Similarly, the Nigerian Institution of Structural Engineers (NISTRUCTE) has called on the nation to switch over to the use of concrete for road construction.
President of the Institution, Samuel Ilugbekhai, said: “concrete pavements have been found durable and last longer than bituminous roads. The time has come when Nigeria should step up the use of concrete for roads especially now that the country has increased its potential to produce cement at lower prices and even exporting to other countries”.
He regretted that the country’s dilapidated roads have become death traps while the economic cost to the nation is becoming too high.
Also, the Chairman of Sea Dredge Construction Company, Ayo Folorunsho said concrete roads are the future and the way to go, even though the cost may be high on the short run, it will be economical on the long term given the increasing capacity of cement companies in Nigeria.
Nigeria’s huge market size, high urbanisation rate of 3.5%, low per capital cement consumption of 125kg and estimated housing deficit of 17 million are key drivers of growth for the Nigerian Cement Industry in the medium term…The frequency of road and bridge reconstruction as well as rehabilitation of social infrastructure emphasises government’s continued patronage of the industry but also widens the demand-supply gap which currently exists if utilisation of the commodity does not increase in comparison with the expansion projects.
He said more people die from bad roads than collapsed buildings, urging the country to take the issue of concrete pavements more seriously.
Similarly, the Permanent Secretary, Federal Ministry of Works, D.S. Kigbu called on Structural Engineers to champion what he called ‘structural integrity and reliability.’
He regretted the number of Nigerians dying as a result of bad structures and tasked the engineers to step up action to put an end to collapse of structures and other engineering problems.
The President of the Nigerian Society of Engineers (NSE), Isaac Ademola Olorunfemi, said the Society was considering an Infrastructural Scorecard for states in the country to ginger governments in their developmental strides.
Agusto & Co believes that public private partnerships (PPP) are the key opportunities for continuous growth in the Nigerian Cement Industry in the short to medium term considering the slowdown in revenue accruing to FGN amidst fiscal discipline and stringent debt management practices.
Cement demand is closely linked to the overall economic growth, particularly the housing and infrastructure sector.

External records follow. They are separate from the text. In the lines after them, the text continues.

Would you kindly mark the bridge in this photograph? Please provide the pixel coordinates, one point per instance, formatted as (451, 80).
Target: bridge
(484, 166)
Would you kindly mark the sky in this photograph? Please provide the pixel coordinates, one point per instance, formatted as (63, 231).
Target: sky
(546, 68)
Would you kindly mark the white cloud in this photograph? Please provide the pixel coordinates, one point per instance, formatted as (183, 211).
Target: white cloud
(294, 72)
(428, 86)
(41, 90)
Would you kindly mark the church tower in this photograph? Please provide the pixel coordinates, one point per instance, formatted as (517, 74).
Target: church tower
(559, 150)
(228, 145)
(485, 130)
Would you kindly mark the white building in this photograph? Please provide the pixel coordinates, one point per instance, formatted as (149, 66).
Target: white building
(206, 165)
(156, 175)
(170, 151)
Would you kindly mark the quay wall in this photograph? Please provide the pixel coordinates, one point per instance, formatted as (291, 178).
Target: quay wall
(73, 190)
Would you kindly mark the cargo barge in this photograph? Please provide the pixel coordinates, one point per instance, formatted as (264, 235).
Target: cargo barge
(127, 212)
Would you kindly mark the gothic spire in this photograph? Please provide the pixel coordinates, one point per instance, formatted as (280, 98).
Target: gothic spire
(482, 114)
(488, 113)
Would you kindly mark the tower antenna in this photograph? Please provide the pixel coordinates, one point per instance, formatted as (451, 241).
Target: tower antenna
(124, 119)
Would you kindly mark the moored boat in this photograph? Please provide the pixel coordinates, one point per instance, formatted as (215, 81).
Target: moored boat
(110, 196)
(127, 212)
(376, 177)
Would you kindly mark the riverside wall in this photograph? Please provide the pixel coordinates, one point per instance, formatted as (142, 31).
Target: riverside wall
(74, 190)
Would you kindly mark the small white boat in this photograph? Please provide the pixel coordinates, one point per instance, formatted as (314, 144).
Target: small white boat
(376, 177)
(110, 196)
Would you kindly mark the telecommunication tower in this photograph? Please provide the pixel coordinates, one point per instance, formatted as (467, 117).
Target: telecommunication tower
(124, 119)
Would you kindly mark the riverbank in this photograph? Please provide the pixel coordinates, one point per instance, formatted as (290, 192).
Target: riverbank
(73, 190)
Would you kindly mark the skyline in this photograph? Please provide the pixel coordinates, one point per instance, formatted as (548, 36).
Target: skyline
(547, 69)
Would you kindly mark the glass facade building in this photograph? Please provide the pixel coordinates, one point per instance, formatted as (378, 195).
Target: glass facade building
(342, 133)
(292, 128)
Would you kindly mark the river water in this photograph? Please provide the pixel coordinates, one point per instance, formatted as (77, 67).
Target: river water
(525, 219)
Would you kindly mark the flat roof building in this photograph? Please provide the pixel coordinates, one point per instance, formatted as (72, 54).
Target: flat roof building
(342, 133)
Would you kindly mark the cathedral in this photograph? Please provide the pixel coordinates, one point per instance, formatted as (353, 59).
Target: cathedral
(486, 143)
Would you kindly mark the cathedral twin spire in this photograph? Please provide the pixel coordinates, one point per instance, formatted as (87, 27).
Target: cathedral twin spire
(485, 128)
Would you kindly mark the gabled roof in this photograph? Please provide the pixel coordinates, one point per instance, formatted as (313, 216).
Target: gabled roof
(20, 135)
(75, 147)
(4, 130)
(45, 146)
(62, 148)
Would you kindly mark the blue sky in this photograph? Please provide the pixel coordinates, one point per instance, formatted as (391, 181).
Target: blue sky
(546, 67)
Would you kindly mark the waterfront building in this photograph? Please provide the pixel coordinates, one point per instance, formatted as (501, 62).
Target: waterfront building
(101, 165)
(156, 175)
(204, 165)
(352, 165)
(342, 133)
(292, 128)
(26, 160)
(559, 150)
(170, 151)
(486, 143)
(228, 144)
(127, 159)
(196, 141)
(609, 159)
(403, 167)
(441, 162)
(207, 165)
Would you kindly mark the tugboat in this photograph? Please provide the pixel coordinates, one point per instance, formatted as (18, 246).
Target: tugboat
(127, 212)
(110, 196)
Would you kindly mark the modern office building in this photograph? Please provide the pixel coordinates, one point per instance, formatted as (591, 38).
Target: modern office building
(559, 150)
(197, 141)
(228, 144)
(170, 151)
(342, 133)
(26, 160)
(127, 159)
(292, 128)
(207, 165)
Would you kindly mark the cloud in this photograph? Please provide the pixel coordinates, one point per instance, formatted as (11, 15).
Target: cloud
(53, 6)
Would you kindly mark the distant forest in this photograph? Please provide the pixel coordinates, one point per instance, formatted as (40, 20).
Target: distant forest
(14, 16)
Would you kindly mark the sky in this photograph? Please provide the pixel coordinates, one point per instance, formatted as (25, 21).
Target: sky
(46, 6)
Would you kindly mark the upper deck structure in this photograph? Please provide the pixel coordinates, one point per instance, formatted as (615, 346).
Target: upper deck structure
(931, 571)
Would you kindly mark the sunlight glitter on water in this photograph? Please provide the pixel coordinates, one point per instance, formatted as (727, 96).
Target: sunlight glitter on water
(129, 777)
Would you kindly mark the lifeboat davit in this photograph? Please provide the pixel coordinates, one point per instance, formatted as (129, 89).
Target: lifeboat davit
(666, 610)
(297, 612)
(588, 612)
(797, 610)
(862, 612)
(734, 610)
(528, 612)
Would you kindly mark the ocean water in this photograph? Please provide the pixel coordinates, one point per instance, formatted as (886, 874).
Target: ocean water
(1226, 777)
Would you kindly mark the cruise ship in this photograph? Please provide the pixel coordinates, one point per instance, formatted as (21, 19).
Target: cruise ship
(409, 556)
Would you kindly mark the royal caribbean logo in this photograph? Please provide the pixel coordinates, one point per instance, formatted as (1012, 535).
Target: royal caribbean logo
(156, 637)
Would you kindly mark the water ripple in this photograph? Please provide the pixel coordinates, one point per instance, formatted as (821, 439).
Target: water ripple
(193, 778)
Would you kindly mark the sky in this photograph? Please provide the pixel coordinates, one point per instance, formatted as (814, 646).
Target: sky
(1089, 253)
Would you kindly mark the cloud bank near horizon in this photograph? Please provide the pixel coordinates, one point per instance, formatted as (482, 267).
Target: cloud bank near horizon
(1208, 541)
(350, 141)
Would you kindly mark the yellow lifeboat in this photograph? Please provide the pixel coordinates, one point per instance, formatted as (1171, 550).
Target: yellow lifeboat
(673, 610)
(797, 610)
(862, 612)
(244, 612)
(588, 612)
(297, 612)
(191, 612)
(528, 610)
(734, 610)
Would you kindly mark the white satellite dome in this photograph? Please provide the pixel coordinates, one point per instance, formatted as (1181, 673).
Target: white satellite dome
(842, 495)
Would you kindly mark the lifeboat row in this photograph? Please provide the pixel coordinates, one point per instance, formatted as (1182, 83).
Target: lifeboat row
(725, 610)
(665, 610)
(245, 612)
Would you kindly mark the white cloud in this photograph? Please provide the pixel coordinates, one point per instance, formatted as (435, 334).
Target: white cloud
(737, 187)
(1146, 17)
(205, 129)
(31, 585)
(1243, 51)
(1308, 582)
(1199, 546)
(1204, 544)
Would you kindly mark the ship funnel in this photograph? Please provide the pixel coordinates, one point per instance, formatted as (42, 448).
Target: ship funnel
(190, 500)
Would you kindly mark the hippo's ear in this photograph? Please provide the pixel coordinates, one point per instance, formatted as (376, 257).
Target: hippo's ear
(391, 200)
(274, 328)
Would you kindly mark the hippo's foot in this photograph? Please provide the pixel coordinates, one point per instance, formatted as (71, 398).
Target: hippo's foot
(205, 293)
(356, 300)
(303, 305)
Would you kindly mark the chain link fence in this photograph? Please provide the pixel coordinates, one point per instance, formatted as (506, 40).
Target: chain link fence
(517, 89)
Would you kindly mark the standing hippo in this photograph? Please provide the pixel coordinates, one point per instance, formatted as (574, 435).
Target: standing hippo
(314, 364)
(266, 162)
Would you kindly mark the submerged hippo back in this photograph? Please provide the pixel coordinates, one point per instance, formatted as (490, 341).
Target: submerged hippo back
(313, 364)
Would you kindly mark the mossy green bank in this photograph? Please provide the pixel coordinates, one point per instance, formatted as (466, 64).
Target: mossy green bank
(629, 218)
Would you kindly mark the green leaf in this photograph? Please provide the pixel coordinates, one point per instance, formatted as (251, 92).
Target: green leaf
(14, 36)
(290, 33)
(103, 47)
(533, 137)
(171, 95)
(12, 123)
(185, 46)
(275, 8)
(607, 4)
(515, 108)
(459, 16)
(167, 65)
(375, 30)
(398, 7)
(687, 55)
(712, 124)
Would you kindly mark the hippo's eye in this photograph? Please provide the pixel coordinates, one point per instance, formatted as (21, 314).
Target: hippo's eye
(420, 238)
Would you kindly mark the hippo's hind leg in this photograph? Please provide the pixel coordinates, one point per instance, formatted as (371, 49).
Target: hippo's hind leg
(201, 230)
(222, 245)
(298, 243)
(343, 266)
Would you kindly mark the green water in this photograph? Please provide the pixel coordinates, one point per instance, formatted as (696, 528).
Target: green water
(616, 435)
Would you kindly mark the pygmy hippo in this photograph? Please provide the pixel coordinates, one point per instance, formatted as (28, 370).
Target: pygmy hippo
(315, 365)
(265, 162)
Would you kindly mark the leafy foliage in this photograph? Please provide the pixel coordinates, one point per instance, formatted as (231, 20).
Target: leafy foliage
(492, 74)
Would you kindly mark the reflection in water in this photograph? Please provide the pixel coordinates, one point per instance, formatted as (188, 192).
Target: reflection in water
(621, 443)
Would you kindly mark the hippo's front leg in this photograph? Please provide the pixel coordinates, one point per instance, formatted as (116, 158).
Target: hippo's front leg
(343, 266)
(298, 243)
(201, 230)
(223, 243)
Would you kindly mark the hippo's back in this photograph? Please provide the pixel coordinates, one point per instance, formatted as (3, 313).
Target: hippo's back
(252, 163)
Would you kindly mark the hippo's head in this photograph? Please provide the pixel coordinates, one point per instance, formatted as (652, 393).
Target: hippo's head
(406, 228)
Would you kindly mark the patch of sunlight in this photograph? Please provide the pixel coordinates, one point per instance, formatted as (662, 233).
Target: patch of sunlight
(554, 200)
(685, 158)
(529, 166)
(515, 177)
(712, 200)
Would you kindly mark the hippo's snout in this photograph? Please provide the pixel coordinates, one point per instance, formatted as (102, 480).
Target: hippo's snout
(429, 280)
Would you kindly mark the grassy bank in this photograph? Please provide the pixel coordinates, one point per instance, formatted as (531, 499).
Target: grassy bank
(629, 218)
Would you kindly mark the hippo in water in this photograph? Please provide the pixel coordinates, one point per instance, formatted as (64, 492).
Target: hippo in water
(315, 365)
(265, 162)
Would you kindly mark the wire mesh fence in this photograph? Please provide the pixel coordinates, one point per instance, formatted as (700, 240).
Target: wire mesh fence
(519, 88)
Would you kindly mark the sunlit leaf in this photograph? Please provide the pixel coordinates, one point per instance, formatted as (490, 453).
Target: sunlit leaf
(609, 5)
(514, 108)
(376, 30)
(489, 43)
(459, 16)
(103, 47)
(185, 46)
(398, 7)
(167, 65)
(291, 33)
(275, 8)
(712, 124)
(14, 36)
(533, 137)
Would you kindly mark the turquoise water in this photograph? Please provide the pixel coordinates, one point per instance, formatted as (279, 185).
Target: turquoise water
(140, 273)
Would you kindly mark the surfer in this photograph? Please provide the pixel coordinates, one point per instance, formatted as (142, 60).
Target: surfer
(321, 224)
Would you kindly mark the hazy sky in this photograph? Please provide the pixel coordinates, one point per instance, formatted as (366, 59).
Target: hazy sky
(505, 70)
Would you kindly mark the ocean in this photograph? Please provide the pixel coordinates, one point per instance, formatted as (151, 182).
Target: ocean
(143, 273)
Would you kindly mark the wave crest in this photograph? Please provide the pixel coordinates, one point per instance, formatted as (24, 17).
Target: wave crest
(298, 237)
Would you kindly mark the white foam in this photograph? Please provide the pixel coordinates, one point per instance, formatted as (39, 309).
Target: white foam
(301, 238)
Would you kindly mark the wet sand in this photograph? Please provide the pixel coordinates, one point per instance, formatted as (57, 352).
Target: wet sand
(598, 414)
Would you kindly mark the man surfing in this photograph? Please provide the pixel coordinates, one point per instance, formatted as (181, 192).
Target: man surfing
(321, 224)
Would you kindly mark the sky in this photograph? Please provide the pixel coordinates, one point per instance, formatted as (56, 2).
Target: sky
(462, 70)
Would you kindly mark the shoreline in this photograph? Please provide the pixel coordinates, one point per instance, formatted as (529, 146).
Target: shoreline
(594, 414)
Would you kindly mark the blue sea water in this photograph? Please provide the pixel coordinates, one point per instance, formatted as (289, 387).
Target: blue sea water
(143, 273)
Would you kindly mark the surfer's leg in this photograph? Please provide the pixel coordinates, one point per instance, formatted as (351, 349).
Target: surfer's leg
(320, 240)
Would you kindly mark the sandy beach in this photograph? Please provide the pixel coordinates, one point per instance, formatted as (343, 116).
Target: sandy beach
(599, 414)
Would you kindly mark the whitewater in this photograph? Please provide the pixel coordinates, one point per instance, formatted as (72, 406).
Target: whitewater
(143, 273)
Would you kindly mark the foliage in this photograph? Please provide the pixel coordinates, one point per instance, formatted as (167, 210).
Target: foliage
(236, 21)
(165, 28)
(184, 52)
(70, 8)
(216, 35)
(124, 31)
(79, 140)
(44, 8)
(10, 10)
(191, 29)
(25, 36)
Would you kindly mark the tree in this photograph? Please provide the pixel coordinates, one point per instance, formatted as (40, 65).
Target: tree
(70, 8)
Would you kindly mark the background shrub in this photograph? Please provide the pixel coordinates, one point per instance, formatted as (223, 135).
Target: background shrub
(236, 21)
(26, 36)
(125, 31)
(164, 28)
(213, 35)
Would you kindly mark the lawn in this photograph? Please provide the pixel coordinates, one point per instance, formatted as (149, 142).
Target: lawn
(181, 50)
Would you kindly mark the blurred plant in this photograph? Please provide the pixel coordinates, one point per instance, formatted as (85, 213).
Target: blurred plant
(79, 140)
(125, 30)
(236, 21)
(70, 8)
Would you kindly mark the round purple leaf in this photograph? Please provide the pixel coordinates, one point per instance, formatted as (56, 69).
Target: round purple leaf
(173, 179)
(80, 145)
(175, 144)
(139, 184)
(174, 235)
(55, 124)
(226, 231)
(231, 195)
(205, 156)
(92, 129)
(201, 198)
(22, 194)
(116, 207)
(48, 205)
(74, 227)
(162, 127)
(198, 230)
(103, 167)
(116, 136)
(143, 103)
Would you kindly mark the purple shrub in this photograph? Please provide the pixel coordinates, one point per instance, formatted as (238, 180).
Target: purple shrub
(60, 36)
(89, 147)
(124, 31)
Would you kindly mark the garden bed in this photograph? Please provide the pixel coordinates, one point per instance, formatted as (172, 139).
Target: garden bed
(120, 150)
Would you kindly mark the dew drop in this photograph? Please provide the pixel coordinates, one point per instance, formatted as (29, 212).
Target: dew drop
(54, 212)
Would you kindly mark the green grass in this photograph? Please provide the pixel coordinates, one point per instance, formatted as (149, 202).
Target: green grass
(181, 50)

With the federal government providing a boost to the infrastructure and various housing projects coming up in urban as well as rural areas, the cement sector has enough scope for development in the future.
The weakness in the international crude oil prices and other commodities should help bring costs under control and improve profitability of the sector. If inflation comes under control, a likely lowering of interest rates would be a big positive for the cement sector. Despite the current challenges that dent the growth of the industry, the long term drivers for growth remain intact. Higher government spending on infrastructure, robust growth in rural housing and rising per capita incomes are likely to augur well for the cement sector.